When Emperor Julian (“the Apostate”) wanted to revive pagan religion in the mid-300s, he gave a most helpful insight into how the church spread. This opponent of the faith said that Christianity “has been specially advanced through the loving service rendered to strangers and through their care of the burial of the dead. It is a scandal that there is not a single Jew who is a beggar and that the [Christians] care not only for their own poor but for ours as well; while those who belong to us look in vain for the help we should render them.” (Ken Curtis, “The Spread of the Early Church,” Christianity.com)
Transformed lives, an inclusive community, and practical expressions of love for all — these factors would seem to be timeless evidence of the reality of our faith, and the reality of the presence of God in our midst, precisely because they are so elusive.

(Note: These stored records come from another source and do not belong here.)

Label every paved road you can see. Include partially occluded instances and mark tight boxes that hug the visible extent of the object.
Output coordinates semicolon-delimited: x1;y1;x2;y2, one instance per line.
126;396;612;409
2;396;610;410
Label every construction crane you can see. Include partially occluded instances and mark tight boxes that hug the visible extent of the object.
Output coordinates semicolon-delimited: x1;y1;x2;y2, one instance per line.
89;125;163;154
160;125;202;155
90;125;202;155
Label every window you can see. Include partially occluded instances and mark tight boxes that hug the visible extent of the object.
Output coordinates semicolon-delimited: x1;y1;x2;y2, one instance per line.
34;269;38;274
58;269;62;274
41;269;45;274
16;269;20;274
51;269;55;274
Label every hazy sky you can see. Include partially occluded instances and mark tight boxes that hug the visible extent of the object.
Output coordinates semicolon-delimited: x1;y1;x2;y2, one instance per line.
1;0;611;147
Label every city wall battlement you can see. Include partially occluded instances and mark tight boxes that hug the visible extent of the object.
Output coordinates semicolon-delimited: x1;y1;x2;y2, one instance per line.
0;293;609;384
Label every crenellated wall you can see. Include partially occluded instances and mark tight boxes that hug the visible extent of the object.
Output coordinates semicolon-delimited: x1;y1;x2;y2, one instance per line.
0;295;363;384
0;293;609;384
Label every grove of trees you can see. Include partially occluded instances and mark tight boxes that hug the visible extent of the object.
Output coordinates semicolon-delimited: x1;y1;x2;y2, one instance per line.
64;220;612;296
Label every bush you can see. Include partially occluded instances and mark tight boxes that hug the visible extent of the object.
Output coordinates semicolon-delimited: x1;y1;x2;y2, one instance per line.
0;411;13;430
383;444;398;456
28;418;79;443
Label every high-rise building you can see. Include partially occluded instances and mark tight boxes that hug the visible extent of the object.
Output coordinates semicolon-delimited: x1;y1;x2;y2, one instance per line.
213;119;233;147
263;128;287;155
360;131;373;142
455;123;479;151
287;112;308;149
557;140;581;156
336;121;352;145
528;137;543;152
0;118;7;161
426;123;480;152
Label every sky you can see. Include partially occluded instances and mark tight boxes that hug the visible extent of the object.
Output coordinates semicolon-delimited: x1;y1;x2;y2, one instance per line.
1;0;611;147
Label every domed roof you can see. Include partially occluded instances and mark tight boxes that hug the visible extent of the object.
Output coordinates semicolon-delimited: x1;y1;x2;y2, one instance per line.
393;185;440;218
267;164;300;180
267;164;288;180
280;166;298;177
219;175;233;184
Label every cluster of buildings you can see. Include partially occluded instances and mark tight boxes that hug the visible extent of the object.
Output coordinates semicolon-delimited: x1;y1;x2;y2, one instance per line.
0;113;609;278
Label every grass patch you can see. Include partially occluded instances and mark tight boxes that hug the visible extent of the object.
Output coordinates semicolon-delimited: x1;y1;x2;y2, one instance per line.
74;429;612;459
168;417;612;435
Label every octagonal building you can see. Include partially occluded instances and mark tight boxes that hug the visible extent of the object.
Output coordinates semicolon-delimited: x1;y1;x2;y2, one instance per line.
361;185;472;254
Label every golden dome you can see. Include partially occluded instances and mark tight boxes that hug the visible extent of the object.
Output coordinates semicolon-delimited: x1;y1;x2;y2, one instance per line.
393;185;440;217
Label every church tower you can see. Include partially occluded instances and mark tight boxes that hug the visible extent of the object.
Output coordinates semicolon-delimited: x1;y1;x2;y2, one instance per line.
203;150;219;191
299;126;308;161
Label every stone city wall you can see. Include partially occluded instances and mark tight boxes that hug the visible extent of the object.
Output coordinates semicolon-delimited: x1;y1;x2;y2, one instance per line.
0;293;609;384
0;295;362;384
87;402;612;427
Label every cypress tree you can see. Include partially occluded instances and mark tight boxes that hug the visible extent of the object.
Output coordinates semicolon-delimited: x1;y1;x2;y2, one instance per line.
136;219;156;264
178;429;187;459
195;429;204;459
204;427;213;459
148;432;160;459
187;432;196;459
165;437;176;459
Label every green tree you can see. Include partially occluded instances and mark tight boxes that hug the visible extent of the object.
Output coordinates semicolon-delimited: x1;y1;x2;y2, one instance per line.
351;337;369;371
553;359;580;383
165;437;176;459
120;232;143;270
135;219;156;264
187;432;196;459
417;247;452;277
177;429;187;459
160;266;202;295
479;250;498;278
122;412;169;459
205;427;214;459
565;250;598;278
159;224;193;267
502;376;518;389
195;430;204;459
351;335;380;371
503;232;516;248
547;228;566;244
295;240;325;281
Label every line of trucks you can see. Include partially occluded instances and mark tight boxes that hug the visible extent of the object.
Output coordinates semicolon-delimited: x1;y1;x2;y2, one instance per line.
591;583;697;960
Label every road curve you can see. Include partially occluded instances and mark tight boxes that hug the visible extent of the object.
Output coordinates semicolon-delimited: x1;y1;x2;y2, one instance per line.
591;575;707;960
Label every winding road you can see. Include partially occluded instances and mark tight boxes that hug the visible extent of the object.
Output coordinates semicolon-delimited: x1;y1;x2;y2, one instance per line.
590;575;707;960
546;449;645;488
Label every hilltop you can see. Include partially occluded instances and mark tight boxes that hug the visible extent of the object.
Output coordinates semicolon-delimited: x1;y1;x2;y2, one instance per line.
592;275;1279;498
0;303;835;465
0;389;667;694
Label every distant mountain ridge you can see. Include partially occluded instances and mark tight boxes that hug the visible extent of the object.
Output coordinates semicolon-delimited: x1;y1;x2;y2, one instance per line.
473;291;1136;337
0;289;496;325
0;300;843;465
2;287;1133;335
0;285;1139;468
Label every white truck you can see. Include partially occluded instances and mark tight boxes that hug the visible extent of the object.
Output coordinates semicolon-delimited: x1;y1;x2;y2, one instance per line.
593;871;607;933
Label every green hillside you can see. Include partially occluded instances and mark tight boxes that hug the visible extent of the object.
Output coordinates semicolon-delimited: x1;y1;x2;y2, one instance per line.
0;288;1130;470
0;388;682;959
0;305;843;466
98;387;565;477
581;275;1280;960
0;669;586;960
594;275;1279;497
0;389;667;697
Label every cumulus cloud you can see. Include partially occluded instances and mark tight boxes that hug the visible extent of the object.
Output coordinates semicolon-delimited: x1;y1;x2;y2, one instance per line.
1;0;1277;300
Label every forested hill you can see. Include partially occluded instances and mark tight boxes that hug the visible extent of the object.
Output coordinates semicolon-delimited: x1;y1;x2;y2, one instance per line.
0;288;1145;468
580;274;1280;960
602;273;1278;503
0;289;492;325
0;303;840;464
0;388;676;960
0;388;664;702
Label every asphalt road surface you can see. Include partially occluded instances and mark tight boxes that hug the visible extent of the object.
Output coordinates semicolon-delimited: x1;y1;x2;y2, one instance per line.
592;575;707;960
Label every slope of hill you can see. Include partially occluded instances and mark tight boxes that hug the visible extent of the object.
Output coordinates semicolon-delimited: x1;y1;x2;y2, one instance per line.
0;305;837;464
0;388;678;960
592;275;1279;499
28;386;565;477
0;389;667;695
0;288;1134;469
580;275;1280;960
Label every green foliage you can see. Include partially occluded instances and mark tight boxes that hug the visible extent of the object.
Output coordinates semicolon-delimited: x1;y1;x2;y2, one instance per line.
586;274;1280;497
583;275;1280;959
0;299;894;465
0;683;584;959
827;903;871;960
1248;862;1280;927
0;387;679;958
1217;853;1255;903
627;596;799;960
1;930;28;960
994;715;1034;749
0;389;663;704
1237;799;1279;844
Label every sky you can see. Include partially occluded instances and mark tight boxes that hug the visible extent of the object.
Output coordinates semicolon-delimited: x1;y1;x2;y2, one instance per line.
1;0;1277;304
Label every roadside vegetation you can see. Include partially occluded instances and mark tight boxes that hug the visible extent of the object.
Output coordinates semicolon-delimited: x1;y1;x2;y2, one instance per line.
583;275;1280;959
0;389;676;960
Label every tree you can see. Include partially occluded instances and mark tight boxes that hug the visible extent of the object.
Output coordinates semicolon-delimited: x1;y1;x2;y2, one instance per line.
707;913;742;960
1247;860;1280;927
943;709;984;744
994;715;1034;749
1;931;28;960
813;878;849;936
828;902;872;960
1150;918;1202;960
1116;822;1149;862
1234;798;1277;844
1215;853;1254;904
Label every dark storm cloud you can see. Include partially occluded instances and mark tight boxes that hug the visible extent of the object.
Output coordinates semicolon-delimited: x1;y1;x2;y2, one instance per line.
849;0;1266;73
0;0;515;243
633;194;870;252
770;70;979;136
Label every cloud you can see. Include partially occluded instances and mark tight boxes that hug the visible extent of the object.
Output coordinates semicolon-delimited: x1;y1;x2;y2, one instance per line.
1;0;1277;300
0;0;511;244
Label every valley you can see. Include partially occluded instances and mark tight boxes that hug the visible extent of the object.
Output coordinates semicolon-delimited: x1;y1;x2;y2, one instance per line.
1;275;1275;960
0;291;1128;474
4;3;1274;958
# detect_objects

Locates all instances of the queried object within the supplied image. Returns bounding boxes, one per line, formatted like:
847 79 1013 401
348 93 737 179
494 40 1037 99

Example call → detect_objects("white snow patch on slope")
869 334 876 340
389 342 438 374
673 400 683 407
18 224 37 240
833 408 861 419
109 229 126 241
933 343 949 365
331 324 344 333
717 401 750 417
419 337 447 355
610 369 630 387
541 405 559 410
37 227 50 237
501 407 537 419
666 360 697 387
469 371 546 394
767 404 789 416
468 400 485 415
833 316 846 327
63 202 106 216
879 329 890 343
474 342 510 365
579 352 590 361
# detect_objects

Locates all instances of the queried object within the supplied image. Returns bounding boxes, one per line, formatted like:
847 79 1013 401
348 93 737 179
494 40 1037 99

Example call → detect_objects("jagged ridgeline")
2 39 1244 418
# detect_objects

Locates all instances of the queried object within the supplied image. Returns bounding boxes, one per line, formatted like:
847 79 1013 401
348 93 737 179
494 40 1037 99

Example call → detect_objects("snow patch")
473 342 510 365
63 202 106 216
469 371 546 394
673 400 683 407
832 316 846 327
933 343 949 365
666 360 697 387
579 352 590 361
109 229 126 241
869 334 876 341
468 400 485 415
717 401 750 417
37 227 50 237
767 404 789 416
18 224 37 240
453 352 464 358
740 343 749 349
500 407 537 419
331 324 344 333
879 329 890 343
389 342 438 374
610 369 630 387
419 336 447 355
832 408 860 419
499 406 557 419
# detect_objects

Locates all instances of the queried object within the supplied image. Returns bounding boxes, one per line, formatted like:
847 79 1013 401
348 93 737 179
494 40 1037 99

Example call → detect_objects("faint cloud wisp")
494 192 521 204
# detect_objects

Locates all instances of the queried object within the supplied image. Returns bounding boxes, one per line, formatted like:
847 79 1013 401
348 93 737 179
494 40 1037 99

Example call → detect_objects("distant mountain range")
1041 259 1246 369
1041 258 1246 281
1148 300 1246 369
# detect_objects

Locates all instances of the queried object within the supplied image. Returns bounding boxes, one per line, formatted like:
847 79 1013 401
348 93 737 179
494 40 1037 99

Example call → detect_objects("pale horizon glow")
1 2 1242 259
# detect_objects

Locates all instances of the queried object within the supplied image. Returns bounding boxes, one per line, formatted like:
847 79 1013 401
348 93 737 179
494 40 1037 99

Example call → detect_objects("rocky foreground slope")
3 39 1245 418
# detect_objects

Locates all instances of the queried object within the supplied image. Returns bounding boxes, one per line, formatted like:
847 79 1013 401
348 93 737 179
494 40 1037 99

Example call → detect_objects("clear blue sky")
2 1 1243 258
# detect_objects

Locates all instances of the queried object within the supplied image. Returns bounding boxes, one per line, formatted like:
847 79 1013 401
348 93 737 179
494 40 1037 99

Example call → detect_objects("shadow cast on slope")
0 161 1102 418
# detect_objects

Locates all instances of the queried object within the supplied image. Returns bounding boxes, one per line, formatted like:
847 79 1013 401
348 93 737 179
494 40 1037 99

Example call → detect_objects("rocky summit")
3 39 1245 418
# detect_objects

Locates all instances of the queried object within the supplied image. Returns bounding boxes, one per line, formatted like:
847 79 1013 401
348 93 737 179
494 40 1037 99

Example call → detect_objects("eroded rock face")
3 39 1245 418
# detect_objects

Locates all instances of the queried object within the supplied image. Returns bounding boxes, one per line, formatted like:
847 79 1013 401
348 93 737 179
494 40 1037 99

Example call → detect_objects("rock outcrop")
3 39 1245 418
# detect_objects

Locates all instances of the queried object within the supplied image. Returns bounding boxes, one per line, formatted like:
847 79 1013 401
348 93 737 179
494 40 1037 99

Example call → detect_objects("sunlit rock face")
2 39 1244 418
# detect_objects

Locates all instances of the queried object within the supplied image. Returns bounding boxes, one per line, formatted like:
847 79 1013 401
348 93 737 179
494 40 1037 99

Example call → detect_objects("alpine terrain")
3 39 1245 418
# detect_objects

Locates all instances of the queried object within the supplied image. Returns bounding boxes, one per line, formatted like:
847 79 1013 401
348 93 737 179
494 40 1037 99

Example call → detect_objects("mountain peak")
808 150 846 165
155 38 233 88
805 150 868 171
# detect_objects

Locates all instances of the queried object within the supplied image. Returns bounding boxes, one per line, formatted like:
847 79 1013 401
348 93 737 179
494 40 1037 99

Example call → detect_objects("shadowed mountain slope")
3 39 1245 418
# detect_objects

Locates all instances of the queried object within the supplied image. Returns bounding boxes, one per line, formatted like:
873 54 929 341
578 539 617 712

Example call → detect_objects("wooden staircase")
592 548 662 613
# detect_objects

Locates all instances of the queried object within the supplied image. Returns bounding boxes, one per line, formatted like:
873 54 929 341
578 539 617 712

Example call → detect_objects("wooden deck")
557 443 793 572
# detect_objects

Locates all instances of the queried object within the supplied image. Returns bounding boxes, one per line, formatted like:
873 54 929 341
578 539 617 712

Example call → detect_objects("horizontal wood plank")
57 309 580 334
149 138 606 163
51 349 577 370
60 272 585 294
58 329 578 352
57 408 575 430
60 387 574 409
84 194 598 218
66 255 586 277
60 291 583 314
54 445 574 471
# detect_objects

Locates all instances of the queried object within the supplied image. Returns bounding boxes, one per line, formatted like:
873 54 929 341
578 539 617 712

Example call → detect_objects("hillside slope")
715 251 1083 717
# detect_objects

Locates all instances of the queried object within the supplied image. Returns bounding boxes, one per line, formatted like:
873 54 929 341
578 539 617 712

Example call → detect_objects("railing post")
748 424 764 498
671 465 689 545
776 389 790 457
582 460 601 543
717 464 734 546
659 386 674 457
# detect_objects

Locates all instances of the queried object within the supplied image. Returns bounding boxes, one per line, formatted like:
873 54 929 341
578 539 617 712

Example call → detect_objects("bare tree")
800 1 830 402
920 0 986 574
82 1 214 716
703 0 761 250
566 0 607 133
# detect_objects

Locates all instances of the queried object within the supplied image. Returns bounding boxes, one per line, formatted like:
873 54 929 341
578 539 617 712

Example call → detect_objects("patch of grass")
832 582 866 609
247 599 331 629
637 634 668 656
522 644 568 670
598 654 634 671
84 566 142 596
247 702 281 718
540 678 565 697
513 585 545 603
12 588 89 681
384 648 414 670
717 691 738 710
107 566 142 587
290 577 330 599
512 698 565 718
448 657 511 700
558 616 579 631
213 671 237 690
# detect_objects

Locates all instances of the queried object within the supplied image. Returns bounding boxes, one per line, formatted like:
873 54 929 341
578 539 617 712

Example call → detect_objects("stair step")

It is so hard for people to change, many groups are elitist and exclusive, and genuine humble expressions of love are in short supply. So while we may want to appeal to the official institutions of the land to help the cause of Christ, and believers are not in full agreement as to whether we should do this or how we should do it, all followers of Jesus should be in full agreement that we must be outstanding in the call to demonstrate transformed lives, inclusive communities, and practical expressions of love. The church in Singapore, Malaysia, and indeed worldwide, should be asking tough questions as to how we are doing in these three areas.
Transformed lives — are followers of Jesus any different from their fellows who are not?
Inclusive communities — are our church communities truly inclusive, not discriminating between her members on the basis of gender, race, or social status?
Practical expressions of love — are Christians known for their generous expressions of love to all who need help?
I fear we are not doing too well in all three areas and that that undermines our other efforts.
Shelley also mentions another reason why the church grew — persecution.
. . . persecution in many instances helped to publicise the Christian faith. Martyrdoms were often witnessed by thousands in the amphitheatre. ((Bruce L. Shelley, Church History In Plain Language, 2nd edition [Nashville, TN: Thomas Nelson Publishers, 1995], 36.)
This is a factor we can’t work on but we can be prepared for. It seems the church does better when we function from a position of “weakness” rather than from one of strength.
This is a tough time for the church in many parts of the world. The church in Singapore and Malaysia are also facing challenges. We are not shaken because our trust is in a Lord who died and rose again. But it is a time when we need much wisdom as to how we should live and perhaps more importantly, how we should love.